You can click, but you can't hide

The unknown perpetrators of the recent, much-publicized denial-of-service attacks used tools designed to obliterate their tracks in cyberspace. By contrast, the ordinary user who surfs thinking (or hoping) that "on the Internet, nobody knows you're a dog" leaves tracks deeper and more persistent than he or she may imagine. The sites you visit not only know you're a dog -- they know your breed, the condition or your coat, and the cost of your last shampoo at the grooming shop.

Let's look into how much Internet sites know about you without even trying, and how much they can find out with a little more persistence.

Connection data. Every time your browser requests a file over the Web, it sends a packet of information to the server. Visit this page at Junkbusters for a quick look at some of the information conveyed in every HTTP connection request. The bold text you see was customized just for your visit. (Bet you didn't know about this one: Click on the check on whether you are being revealed link in the penultimate paragraph.)

More data. If the site owners want to do a little more work, they can learn considerably more about you:

• Whether your browser supports Java and/or JavaScript
• What browser plug-ins you have loaded
• How large your monitor is and how many colors it's using at the moment
• How many Web pages you have viewed in this window
• The local time according to your computer
• Who your ISP is, where it's located, and who its upstream provider is

Server logs. All Web servers store basic information about every request they process. For example, I just now visited the DigitalMASS home page. My single click left 5 records in this site's server log and 28 more in the log file of akamai.net (which DigitalMASS uses to serve some of its graphics files). Each log-file record contains my IP address, the time, information about my browser, the page I was viewing when I clicked, and other information. Visit this page on Privacy.net for a good overview of what log-file entries look like and how to read them.

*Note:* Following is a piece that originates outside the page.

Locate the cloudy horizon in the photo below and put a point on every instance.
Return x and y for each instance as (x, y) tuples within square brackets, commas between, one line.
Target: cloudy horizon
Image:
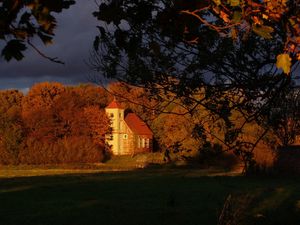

Many Web sites store their server logs in a database and analyze their visitors using powerful data-mining tools. Others simply dump the log files out onto the Web for all to see.

Cookies. If the last few paragraphs have succeeded in making you uneasy about how much you reveal while surfing the Web in imagined anonymity, consider how much more you disclose when you accept cookies from the sites you visit.

A cookie can act as a unique identifier for your computer. A site can't count on your IP address (which it gets from the server log) to identify you, because you may be assigned a different IP address the next time you dial in to your ISP. Or you may be visiting from behind a firewall at work, and all the site has to go on is the IP address of the firewall. If your browser returns your own computer's unique identifier (i.e., their cookie) each time you visit, it becomes possible to correlate your actions on the site across weeks and months.

Let's say you visit a toy company's site in July. Their server stores a cookie on your computer without your awareness. Every few weeks you go back to see what's new, browsing for toys your kids might enjoy. The site's owners don't know who you are, but they can tie your visits together using their cookie. They can mine the server-log data for insights into how the site's navigation is working (what paths did you take through the pages?), which pages aren't pulling their weight (what's the last page you saw in each visit?), etc. So far so innocent.

Months later, as the holidays approach, you finally buy a toy from the site. As soon as this transaction reveals your identity the site owners can -- if they wish -- tie together your entire history on the site with other data about you, data purchased perhaps from a credit agency, a direct-mail marketing firm, or a magazine.

Now consider how much more data DoubleClick can collect about you. The Internet ad agency serves ads, with a side of cookies, for more than a thousand popular Web sites. DoubleClick can mine your meanderings across hundreds of sites over a period of months or years. If they are ever able to associate a real-world identity with your unique DoubleClick-assigned cookie, think how much more they could learn.

For hands-on fun, visit Privacy.net's simulated advertising collaborative. It demonstrates, quite graphically, how such cross-site tracking operates.